Loren Stout, a range rider and former rancher, said he’s frustrated that the South Fork Complex wasn’t treated as a high-priority fire despite the presence of critical habitat for threatened steelhead in the area.
Steelhead habitat has been used to justify strict grazing restrictions on Stout and other ranchers who rely on public lands, but protecting it didn’t seem important when it was threatened by fire, he said.
“It’s a meaningless designation, this critical habitat, unless they’re after someone’s job,” Stout said.
Stout is also worried that fences meant to keep cattle away from streams won’t be a high priority for rebuilding after the fire.

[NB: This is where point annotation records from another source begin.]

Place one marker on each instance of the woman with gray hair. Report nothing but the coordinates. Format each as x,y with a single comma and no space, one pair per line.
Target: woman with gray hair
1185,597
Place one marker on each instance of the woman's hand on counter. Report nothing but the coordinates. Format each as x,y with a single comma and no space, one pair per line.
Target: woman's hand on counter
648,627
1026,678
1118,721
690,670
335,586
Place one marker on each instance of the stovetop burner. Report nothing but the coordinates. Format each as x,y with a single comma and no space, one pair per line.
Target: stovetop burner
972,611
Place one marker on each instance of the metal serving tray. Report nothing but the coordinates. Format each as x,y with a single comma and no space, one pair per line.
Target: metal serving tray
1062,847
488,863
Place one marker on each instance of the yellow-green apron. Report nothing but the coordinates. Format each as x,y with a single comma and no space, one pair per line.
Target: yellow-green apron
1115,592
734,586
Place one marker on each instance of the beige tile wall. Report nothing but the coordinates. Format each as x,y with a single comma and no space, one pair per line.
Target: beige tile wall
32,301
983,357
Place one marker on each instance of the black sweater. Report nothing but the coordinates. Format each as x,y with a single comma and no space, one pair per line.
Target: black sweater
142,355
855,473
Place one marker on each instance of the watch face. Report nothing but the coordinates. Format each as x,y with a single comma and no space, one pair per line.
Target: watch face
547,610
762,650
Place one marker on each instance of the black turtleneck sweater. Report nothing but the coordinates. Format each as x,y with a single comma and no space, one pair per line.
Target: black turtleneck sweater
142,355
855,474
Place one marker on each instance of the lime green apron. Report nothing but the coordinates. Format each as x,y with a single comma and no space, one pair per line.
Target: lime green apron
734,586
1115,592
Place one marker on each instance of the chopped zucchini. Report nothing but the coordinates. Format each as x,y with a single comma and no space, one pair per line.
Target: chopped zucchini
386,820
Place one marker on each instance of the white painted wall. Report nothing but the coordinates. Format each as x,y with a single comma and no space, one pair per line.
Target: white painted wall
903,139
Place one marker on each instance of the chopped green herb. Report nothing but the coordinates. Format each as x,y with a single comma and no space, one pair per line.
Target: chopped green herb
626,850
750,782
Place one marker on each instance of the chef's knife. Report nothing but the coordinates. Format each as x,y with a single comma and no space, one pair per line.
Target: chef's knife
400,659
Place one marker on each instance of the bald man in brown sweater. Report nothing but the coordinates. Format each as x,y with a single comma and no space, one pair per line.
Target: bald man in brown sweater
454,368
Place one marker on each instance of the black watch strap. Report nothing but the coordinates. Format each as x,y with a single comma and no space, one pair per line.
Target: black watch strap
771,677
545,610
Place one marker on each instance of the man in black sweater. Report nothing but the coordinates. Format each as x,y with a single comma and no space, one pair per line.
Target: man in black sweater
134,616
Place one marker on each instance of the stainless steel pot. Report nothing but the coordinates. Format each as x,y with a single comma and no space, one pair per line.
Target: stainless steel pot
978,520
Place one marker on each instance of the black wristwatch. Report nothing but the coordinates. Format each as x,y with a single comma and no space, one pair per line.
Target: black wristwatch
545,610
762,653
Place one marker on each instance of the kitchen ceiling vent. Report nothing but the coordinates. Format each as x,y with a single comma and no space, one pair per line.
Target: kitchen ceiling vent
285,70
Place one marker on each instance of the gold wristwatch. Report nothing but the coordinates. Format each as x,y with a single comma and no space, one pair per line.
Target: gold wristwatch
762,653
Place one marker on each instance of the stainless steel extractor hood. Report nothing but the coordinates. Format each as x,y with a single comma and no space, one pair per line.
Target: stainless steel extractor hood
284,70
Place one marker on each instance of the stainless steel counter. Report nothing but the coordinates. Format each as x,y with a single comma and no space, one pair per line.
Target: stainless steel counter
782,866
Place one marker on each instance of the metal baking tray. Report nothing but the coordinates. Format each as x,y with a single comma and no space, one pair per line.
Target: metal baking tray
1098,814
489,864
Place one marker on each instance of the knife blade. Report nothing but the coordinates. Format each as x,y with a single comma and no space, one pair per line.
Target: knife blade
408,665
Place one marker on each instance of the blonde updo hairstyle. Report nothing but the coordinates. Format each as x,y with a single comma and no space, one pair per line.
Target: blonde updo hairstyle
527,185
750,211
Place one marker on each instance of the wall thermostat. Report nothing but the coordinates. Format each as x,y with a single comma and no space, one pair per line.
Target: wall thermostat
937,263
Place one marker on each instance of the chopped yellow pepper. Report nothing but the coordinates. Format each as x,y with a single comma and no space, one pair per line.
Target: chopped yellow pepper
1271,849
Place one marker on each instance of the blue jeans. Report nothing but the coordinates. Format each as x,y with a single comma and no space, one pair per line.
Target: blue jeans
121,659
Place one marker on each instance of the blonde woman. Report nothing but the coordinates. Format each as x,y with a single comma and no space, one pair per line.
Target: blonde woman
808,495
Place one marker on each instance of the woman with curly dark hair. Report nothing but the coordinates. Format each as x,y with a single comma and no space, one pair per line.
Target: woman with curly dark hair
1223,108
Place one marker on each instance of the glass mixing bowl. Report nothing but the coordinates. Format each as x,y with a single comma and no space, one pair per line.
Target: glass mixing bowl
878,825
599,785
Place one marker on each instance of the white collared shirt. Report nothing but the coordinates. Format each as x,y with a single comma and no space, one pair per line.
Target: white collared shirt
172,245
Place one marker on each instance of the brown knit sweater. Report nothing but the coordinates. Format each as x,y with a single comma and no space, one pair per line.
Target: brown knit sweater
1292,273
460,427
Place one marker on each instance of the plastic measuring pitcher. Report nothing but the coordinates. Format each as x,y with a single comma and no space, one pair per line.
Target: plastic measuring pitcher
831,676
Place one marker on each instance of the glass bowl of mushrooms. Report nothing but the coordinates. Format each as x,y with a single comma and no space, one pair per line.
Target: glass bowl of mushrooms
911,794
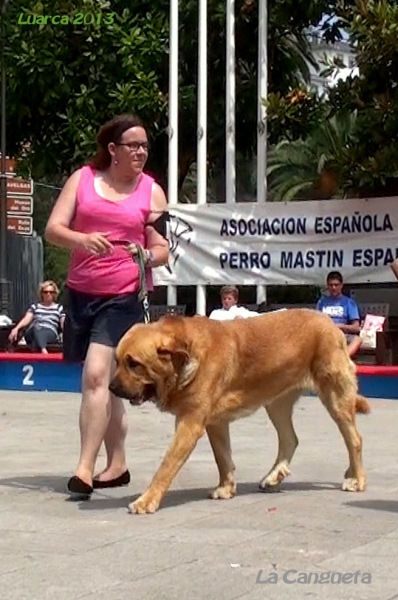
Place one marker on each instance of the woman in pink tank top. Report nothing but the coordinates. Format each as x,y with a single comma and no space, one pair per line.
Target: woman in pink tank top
103,205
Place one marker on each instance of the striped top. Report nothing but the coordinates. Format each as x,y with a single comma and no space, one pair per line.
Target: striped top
48,316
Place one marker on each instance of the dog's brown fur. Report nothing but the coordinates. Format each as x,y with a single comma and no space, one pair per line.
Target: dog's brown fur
208,373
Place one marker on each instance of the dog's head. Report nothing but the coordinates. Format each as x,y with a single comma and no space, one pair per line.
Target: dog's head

Ken Sandusky, spokesman for the Malheur National Forest, said a team of rehabilitation experts are evaluating the damage and will make recommendations as to funding of repairs.
As for the prioritization of firefighting efforts, Sandusky said such decisions were made at the regional level.
“It was tough to compete for the needed resources at the time,” he said.
During the time of the South Fork Complex fire, about 20 other major fires were competing for the resources of fire-fighting teams in the region, said Carol Connolly, fire information officer for the Northwest Interagency Coordination Center.
“We hit some records this year with our fires,” she said.
Fire-fighting agencies don’t consider Eastern Oregon unimportant and understand that people’s livelihoods are stake when blazes spread, Connolly said.
Prioritization of fires is decided daily by a group of officials and experts from multiple state and federal agencies, she said. “We have a decision-making matrix.”
On average, the South Fork Complex was the sixth or seventh priority fire in the Northwest during its spread in August, according to NICC data. It became the third priority fire on Aug. 21 – the highest level it attained since ignition – at which point the blaze had grown to more than 65,000 acres.